Lloyd Goossen, a local furniture maker who professes to have the first house blown down by the May 4, 2007 tornado, got a signature from Froga, who was quick to flip to a section of the book featuring a picture of two of Goossen’s clocks.

The two atomic clocks were located at opposite ends of Goossen’s shop and stopped about two minutes apart, when the tornado hit his home about eight miles southwest of Greensburg.      

“See, one [of these clocks] was in the front of our shop and one was at the back of our shop,” said Goossen pointing to the picture. “It’s kind of interesting and we found them both kind of lying around. I tried to call Greensburg at 9:37 p.m. on my cell phone and tell them that the house got wiped out, I tried to call 911 but it was already off.”

Froga, a former mathematics professor and author lives in Lawrence and has been working on the book for the past three years.

Lavada Rothe, Lisa Kelly and Lana Tillotson of Wichita added a stop in Greensburg to their weekend trip to Buffalo, Okla. They spent part of the day stopping at Main Street shops and walking around the new Big Well Museum.

“We’ve driven by Greensburg before, but we’d never stopped,” said Kelly. “It’s nice here.”

The trio had lots of praise for the town and also commented on how clean the city was.

“Their choice to rebuild was a good one but we like that they kept the Robinett building, it’s so beautiful,” said Tillotson.

The restored Hunter’s Drug Store Soda Fountain, part of the Kiowa County Historical Museum in the Commons building seemed to be one of the more popular places in town, with rarely an open seat.

On Saturday evening Greensburg residents Bob and Nita Kilgore were enjoying ice cream cones and sodas at the fountain with Nita’s brother Jack Bailey and his wife Sue. The Baileys, who previously lived in Greensburg for 12 years, have been regular visitors since the 2007 tornado, having come to town directly after the tornado to help Bob and Nita.    

“It’s amazing here,” said Mrs. Bailey. “I suppose the conservation of energy would be the number one benefit of the way they’ve rebuilt. I like the way it looks, it has a unique look. Greensburg was always kind of a unique town and it’s even more unique now.”
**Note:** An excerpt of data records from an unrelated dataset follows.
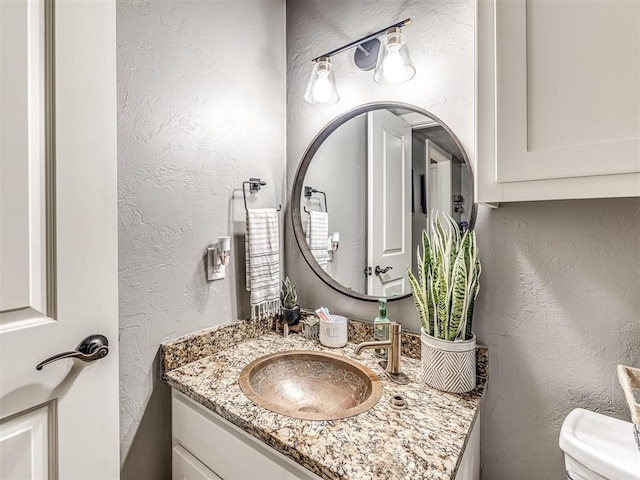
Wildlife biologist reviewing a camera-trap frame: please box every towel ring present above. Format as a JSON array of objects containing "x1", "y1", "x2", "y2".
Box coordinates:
[
  {"x1": 242, "y1": 178, "x2": 282, "y2": 213},
  {"x1": 303, "y1": 186, "x2": 329, "y2": 213}
]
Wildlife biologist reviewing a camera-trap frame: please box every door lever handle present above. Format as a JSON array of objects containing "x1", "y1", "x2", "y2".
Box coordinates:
[
  {"x1": 373, "y1": 265, "x2": 393, "y2": 277},
  {"x1": 36, "y1": 335, "x2": 109, "y2": 370}
]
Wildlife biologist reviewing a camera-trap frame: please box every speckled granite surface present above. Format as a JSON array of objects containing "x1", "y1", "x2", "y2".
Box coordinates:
[
  {"x1": 163, "y1": 330, "x2": 486, "y2": 480},
  {"x1": 160, "y1": 319, "x2": 269, "y2": 372}
]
“I’m impressed by the way it came back,” said Mr. Bailey, who grew up in neighboring Mullinville. “It reflects the quality of people who live here, it says a lot about them.”

As the smell of Greensburg’s J.D’s B-B-Q, whose bright red trailer doubled as a blockade across Main Street, wafted across the nearby dirt lot, a small crowd listened to a band and drank beers provided by the local Rodeo Club.
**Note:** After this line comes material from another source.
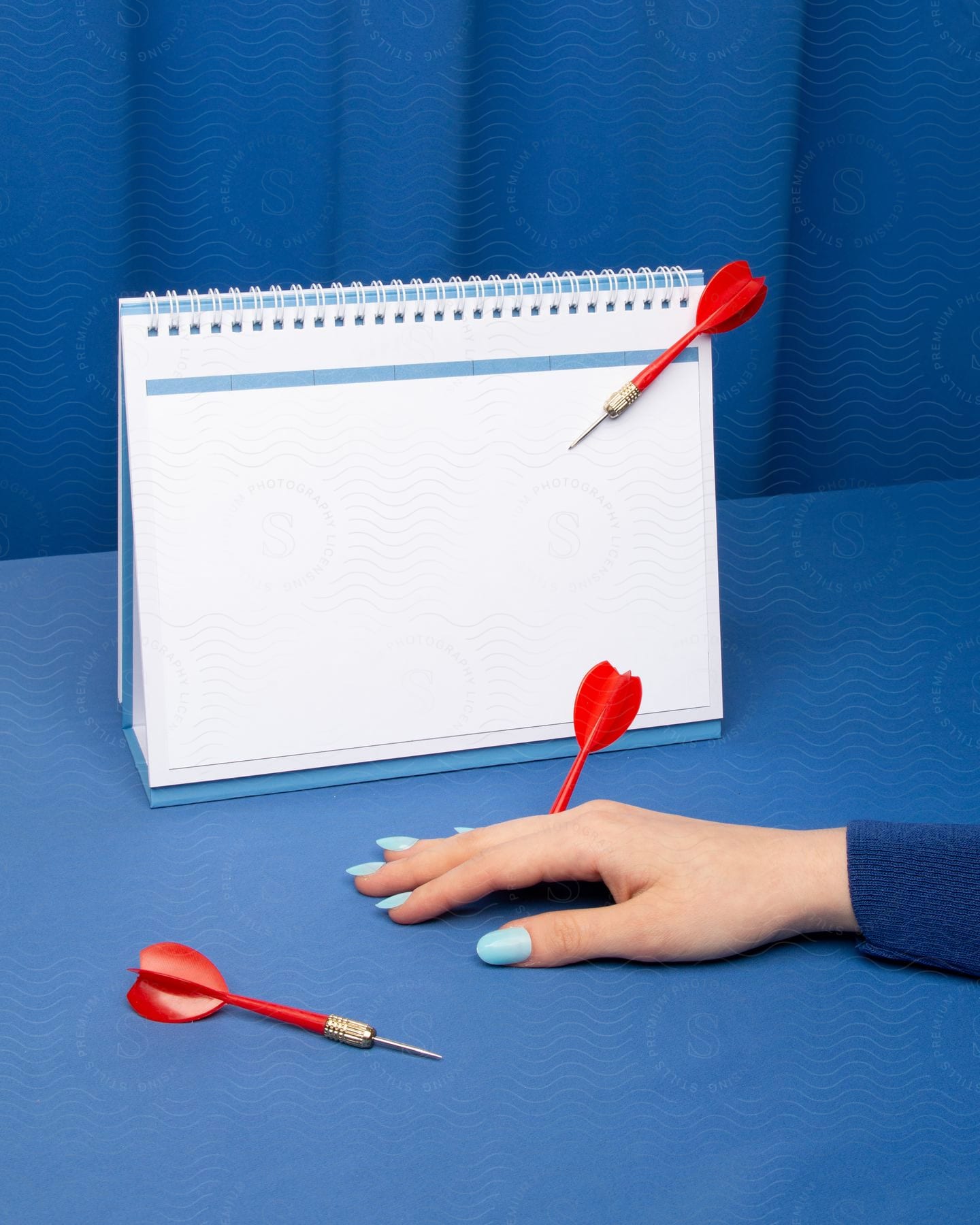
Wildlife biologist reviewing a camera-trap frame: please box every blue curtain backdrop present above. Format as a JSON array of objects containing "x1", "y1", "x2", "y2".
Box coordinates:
[{"x1": 0, "y1": 0, "x2": 980, "y2": 557}]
Across town at the United Methodist Church, the William-Inge Center for the Arts performed a staged reading of “Rooted: A Greensburg Odyssey.”

Though the major roles were performed by professional actors, a choir of local actors participated in the two-hour long performance including Judi and Steve Kirk, Ann Dixson, Stacy Barnes and others.

The Kiowa County Media Center recorded the performance, which drew lots of laughter from the overflowing pews of attendees.

Sunday morning, as more than a dozen golfers hit the links for a Memorial Golf Tournament, an estimated 200 people attended the community church service in downtown Greensburg.

“What a great time it is to be together, unified for the voice of god,” said Rev. Marvin George.

Members of the local clergy sang, shared intimate stories and praised the still-recovering community as it makes its ways towards a hopeful, but uncertain future.

“It was a great weekend,” said Mayor Bob Dixson on Monday afternoon. “Friday’s memorial was very well done. Saturday and Sunday had a real homecoming type reunion atmosphere with all of the key players coming back. And not just government officials, but a lot of our volunteers that came back. It was just a tremendous success.”